Nathalie Normandeau, son ex-chef de cabinet Bruno Lortie, les anciens dirigeants de la firme de génie-conseil Roche Marc-Yvan Côté, Mario Martel et France Michaud, ainsi que l'ex-maire de Gaspé François Roussy n’ont plus à faire face à la justice.

Ils ont été arrêtés il y a plus de quatre ans pour fraude, corruption et abus de confiance.

La requête Jordan

La requête en arrêt des procédures a été présentée en juillet dernier par l'ex-vice-première ministre au motif que les délais sont déraisonnables.

L'arrêt Jordan de la Cour suprême précise notamment qu'il ne doit pas s'écouler plus de 18 mois entre l'arrestation d'une personne et la tenue de son procès devant la Cour du Québec.

Pour certains procès, ce délai peut atteindre 30 mois. Le juge Perreault prend la peine d'indiquer que même si le plafond présumé de 30 mois s'était appliqué à cette cause, il en serait venu à la même conclusion.

Un message à la population

Le magistrat prend aussi la peine de lancer un message à la population.

« Les conséquences du jugement du public pèsent souvent plus lourd chez les personnes poursuivies que les décisions judiciaires rendues, qu’elles soient favorables ou non à ces personnes », observe-t-il.

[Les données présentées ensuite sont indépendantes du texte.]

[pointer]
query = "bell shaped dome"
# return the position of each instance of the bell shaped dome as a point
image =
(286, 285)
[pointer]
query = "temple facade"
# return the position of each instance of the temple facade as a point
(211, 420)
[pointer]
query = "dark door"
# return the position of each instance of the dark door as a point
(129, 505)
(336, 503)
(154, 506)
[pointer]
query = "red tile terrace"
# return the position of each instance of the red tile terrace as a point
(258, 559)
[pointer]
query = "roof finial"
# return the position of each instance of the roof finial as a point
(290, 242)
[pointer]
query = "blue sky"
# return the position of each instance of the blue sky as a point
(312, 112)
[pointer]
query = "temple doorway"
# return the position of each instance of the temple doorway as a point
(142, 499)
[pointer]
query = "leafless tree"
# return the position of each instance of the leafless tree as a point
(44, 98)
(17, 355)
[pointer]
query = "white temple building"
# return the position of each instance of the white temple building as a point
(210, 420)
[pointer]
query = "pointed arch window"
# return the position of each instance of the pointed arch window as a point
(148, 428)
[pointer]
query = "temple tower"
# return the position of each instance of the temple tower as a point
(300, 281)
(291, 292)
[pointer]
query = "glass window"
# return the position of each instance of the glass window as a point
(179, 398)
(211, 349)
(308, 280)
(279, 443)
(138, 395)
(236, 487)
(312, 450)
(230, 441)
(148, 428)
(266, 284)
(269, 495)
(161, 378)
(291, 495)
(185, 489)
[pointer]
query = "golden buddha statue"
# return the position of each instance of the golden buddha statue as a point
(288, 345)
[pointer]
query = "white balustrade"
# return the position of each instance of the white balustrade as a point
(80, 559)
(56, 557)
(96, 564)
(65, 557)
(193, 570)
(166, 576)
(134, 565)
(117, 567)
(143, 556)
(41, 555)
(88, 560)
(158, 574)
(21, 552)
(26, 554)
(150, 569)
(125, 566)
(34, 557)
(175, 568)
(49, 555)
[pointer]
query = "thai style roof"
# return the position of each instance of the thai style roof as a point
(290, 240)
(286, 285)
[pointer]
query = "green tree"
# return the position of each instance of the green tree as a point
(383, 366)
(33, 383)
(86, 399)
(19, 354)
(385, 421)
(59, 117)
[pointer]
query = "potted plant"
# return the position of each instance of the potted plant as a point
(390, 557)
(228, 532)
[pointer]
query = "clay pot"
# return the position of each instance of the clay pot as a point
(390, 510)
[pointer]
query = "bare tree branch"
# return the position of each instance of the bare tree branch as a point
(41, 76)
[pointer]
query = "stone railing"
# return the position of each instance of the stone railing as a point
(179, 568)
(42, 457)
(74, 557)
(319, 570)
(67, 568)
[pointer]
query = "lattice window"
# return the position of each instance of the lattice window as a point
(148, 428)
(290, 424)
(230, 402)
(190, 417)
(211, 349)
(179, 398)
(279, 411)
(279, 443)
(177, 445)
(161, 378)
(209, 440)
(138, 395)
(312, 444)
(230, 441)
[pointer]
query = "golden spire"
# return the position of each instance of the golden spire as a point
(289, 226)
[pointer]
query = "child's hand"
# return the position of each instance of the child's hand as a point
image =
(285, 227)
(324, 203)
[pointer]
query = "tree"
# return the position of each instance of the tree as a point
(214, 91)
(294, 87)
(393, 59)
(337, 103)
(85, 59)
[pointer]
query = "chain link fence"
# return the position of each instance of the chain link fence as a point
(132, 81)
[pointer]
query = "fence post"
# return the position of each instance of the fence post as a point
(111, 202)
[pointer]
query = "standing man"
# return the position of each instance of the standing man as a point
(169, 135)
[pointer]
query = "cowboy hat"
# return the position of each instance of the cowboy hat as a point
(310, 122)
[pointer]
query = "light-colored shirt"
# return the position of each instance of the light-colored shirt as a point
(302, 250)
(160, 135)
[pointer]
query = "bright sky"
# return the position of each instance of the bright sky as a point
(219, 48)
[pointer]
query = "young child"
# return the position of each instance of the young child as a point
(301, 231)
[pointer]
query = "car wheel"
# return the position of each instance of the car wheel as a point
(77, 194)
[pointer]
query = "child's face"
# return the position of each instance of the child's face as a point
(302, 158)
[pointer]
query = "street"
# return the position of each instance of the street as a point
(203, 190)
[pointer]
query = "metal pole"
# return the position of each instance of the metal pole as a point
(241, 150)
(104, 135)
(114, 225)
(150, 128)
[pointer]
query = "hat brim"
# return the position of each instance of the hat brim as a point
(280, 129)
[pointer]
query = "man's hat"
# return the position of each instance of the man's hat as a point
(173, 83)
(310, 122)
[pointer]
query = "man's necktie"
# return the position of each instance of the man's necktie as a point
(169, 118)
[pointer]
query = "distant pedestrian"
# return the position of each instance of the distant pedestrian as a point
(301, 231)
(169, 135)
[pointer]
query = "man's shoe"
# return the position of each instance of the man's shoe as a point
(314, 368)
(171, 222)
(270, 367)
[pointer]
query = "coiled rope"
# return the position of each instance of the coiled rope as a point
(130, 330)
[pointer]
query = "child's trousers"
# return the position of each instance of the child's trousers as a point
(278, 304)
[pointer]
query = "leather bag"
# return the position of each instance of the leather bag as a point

« Il s’en trouvera probablement certains pour clamer la chance qu’ont les requérants d’échapper ainsi à une condamnation, d’autant plus que certains des requérants sont des personnalités plus publiques que d’autres. Ceci est injuste », écrit le juge Perreault.

Il indique qu'à moins d'un appel, les accusés ne le sont plus.

« Ils sont donc tout aussi innocents que quiconque vous pourriez croiser dans la rue aujourd’hui et ils ne devraient pas être considérés moins innocents que ceux qui seraient tentés de substituer leur jugement de culpabilité. Pas plus les uns que les autres n’ont l’opportunité de démontrer qu’ils devraient être acquittés », conclut le juge.

Normandeau soulagée

Après la décision, Nathalie Normandeau est allée enlacer son conjoint, qui se trouvait quelques rangées derrière elle, dans la salle.

Les avocats de la défense ont quant à eux échangé quelques poignées de mains de satisfaction.